I have 2 tables (cannot change them)
Parent (id, date, amount)
Child (parent_id, key, value)
indexes
Parent.pk (id)
Parent.idx1 (id, date) include (amount)
Child.pk (parent_id, key)
Child.idx1 (parent_id, key, value)
and query
select sum(amount)
from Parent as p
left outer join Child as c1 on c1.parent_id = p.id and c1.key = 'X'
left outer join Child as c2 on c2.parent_id = p.id and c2.key = 'Y'
where p.date between '20120101' and '20120131'
and c1.value = 'x1'
and c2.value = 'y1'
Problem is performance.
Parent has ~1 500 000 records and Child ~6 000 000 records
Take 1
This query takes ~3sec which is too much for my scenario - it must be less than few milliseconds.
Execution plan shows me that SQL Server is doing index scan on Parent.idx1
and than merge join with Child.idx1
clustered index seek - which is not optimal because it scans whole 1500000 records even when I filter them by date.
Take 2
When I change Parent.idx1
to
Parent.idx1 (date, id) include (amount)
Sql server chooses Clustered index scan on Parent.pk
and than again merge join with Child.idx1
. Execution time is ~6s.
Take 3
When I force it to use Parent.idx1 (date, id) include (amount)

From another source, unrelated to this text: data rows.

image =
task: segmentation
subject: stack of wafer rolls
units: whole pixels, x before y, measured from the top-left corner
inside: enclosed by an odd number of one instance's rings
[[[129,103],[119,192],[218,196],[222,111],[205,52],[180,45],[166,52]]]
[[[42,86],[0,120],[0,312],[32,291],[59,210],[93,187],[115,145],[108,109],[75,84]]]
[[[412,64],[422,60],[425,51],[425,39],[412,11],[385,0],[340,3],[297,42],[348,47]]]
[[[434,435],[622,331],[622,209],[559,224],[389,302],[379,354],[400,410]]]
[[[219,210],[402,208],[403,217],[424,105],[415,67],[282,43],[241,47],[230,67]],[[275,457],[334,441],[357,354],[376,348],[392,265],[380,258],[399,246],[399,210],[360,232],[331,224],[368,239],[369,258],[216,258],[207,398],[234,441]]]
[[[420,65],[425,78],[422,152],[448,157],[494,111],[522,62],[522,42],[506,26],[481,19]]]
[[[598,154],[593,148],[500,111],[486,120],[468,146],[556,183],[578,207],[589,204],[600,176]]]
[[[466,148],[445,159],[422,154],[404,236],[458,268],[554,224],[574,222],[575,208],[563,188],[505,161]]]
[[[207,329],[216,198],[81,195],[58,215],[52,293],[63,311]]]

then it sorts the result before merge join and execution time is even worse ~11s.
Take 4
Tried to create indexed view but cannot use it because of LEFT OUTER JOIN.

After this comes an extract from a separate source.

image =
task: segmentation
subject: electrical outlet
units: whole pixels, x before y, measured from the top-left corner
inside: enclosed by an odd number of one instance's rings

Is there any way to make such query - Parent-Child join with filters on both of them - faster?
Without de-normalization.
Update 2013-07-04:
To those answering use INNER JOIN - Yes it's much faster, but I cannot use it.
What I showed here is simplified version of what I really need.
I need to create SQL View for MS Dynamics NAV "G/L Entry" (Parent) and "Ledger Entry Dimension" (Child) tables so that I will be able to read it from that application.
Complete view looks like this right now:
create view analysis
as
select
v.id as view_id
, p.date
, p.Amount
, c1.value as value1
, c2.value as value2
, c3.value as value3
, c4.value as value4
from Parent as p
cross join analysis_view as v
left outer join Child as c1 on c1.parent_id = p.id and c1.key = v.key1
left outer join Child as c2 on c2.parent_id = p.id and c2.key = v.key2
left outer join Child as c3 on c3.parent_id = p.id and c3.key = v.key3
left outer join Child as c4 on c4.parent_id = p.id and c4.key = v.key4
where analysis_view contains 8 records currently and looks like this: analysis_view (id, key1, key2, key3, key4)
and then aplication may query it like this
select sum(amount)
from analysis
where view_id = 1 and date between '20120101' and '20120131'
and value1 = 'x1'
and value2 = 'x2'
or
select sum(amount)
from analysis
where view_id = 1 and date between '20120101' and '20120131'
and value1 = 'x1'
and value3 = 'z1'
MS Dynamics NAV already have de-normalized table for it and queries from it are fast, but it's huge in our case (~10GB) and locks the whole system for around one hour when somone creates new analysis view. Also NAV doesn't know how to produce joins, that's why I must define it on SQL Server side.